Published in final edited form as: Clin Cancer Res. 2008 Nov 1;14(21):6744–6750. doi: 10.1158/1078-0432.CCR-08-1032

Figure 3. The effects of gemcitabine and radiation on cell cycle checkpoints and EGFR signaling.

Figure 3

Radiation-induced double strand breaks or gemcitabine-induced replication stress trigger the activation of ataxia telangiectasia mutated (ATM) and ATM and Rad3-related (ATR) kinases, respectively (92).
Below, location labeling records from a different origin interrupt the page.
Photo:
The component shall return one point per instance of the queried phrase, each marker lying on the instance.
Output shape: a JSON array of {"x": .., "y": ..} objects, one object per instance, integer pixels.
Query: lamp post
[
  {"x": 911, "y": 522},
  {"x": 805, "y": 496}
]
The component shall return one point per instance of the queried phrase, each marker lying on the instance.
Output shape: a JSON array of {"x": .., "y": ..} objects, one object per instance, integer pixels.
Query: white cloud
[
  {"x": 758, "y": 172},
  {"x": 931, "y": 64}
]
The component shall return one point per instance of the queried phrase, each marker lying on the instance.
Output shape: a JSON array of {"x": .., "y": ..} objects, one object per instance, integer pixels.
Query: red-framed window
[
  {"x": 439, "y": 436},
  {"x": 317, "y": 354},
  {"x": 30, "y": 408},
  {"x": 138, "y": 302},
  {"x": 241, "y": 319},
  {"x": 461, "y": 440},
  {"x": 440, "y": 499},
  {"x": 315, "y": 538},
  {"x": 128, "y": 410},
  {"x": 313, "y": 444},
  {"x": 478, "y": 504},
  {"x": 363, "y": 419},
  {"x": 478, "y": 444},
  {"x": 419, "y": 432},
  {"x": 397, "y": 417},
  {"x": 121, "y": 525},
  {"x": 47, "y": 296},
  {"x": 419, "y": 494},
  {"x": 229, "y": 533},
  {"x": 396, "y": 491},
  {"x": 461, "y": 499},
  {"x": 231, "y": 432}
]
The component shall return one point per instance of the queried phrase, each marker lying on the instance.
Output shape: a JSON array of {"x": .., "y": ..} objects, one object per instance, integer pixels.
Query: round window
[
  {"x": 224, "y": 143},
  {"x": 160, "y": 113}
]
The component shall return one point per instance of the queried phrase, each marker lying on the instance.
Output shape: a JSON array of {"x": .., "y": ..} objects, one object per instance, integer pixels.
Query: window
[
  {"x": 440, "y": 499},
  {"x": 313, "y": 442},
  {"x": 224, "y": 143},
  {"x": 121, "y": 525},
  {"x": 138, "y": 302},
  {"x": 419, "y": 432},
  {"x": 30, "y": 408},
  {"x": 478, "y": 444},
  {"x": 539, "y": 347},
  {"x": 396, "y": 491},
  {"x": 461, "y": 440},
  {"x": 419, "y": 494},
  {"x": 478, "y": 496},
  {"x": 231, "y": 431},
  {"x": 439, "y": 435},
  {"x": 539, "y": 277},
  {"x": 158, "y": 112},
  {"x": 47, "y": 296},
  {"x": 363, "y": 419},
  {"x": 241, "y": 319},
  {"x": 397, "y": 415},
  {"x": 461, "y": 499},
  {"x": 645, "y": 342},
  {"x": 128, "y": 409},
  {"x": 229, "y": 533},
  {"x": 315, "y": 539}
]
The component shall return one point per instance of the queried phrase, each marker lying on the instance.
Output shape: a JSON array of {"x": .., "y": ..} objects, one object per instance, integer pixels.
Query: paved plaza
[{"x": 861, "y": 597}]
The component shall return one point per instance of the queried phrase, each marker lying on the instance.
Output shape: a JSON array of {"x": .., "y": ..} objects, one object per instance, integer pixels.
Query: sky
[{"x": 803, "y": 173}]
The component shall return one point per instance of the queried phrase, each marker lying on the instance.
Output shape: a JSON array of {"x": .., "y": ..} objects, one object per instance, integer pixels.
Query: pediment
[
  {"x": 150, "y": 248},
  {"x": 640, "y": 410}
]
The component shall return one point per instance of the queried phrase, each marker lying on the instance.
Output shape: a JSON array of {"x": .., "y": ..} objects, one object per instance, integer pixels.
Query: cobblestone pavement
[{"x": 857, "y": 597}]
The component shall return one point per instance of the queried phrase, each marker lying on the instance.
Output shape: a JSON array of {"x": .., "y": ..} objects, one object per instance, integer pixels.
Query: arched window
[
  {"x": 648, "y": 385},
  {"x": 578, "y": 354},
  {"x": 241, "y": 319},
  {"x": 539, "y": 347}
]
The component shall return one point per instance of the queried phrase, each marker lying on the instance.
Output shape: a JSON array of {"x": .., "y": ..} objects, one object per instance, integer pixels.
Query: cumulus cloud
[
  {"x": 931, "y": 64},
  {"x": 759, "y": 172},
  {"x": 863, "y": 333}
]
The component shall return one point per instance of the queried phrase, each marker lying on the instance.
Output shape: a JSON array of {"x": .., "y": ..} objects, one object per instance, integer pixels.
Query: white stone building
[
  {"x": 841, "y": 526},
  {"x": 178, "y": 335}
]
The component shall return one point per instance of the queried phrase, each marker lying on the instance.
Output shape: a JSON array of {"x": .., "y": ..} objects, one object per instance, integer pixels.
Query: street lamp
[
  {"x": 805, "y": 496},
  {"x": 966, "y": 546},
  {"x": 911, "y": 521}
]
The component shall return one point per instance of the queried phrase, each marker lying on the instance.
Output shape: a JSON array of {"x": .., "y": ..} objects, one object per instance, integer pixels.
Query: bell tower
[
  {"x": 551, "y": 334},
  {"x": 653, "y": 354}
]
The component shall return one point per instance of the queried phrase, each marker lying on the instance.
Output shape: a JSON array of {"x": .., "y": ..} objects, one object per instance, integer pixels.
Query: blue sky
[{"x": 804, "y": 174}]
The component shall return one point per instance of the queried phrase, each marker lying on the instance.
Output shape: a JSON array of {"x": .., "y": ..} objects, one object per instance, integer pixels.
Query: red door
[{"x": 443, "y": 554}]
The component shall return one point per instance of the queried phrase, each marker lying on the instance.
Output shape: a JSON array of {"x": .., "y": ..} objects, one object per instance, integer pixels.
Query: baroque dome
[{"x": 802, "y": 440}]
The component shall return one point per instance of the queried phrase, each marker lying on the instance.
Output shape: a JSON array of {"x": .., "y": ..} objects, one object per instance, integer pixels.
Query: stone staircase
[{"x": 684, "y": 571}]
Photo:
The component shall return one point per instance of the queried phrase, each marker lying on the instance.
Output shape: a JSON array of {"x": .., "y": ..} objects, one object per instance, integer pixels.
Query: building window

Active ATM/ATR phosphorylate and activate Chk1 and Chk2 (93-95) which phosphorylate Cdc25 phosphatases, leading to their inactivation through degradation (Cdc25A) or cytoplasmic sequestration (Cdc25C) (93, 96). In the absence of Cdc25 phosphatase activity, cyclin dependent kinases (Cdk1 and Cdk2) remain bound by inhibitory phosphorylations, resulting in arrest of the cell cycle at G1/S, intra-S, or G2/M. Treatment of cells with gemcitabine prior to radiation results in radiosensitization that can be attributed to a number of events (Box 1), including dATP depletion and S-phase arrest. Inhibition of Chk1 sensitizes cells to gemcitabine and radiation by a number of potential mechanisms including abrogation of cell cycle arrest, premature mitotic entry, and inhibition of Rad 51 focus formation resulting in impaired homologous recombination repair (HRR).

EGFR is phosphorylated in response to radiation or gemcitabine by an unknown mechanism(s) (97). Radiation triggers translocation of EGFR into the nucleus (58, 60). This process coincides with transport of Ku70/80 and protein phosphatase 1 into the nucleus, resulting in increases in DNA-PK, repair of DNA-strand breaks (NHEJ; nonhomologous endjoining), and cell survival. Activation of EGFR in response to gemcitabine can also result in activation of the survival signal AKT (46). Activating Ras mutations can result in activation of Ras-dependent pathways, such as PI3K/AKT, even in the presence of EGFR inhibitors. EGFR inhibitors prevent gemcitabine and/or radiation-mediated EGFR signaling and are thought to impair cell survival signals and DNA repair. EGFR inhibition blocks nuclear transport of EGFR and DNA-PK activity (60, 98). In some instances, phosphorylation of EGFR by gemcitabine promotes ubiquitination of the receptor leading to degradation along a proteosome/lysosome pathway (63). EGFR degradation results in down-regulation of the survival signal pAKT, leading to apoptosis. Blocking EGFR degradation at various steps of this pathway reduces gemcitabine-mediated cytotoxicity. Whether an EGFR-activating insult leads to cell survival or cell death may ultimately be determined by the severity and duration of the stress. The colored arrows indicate the effects mediated by gemcitabine (red) versus radiation (blue). Dotted lines indicate less pronounced effects.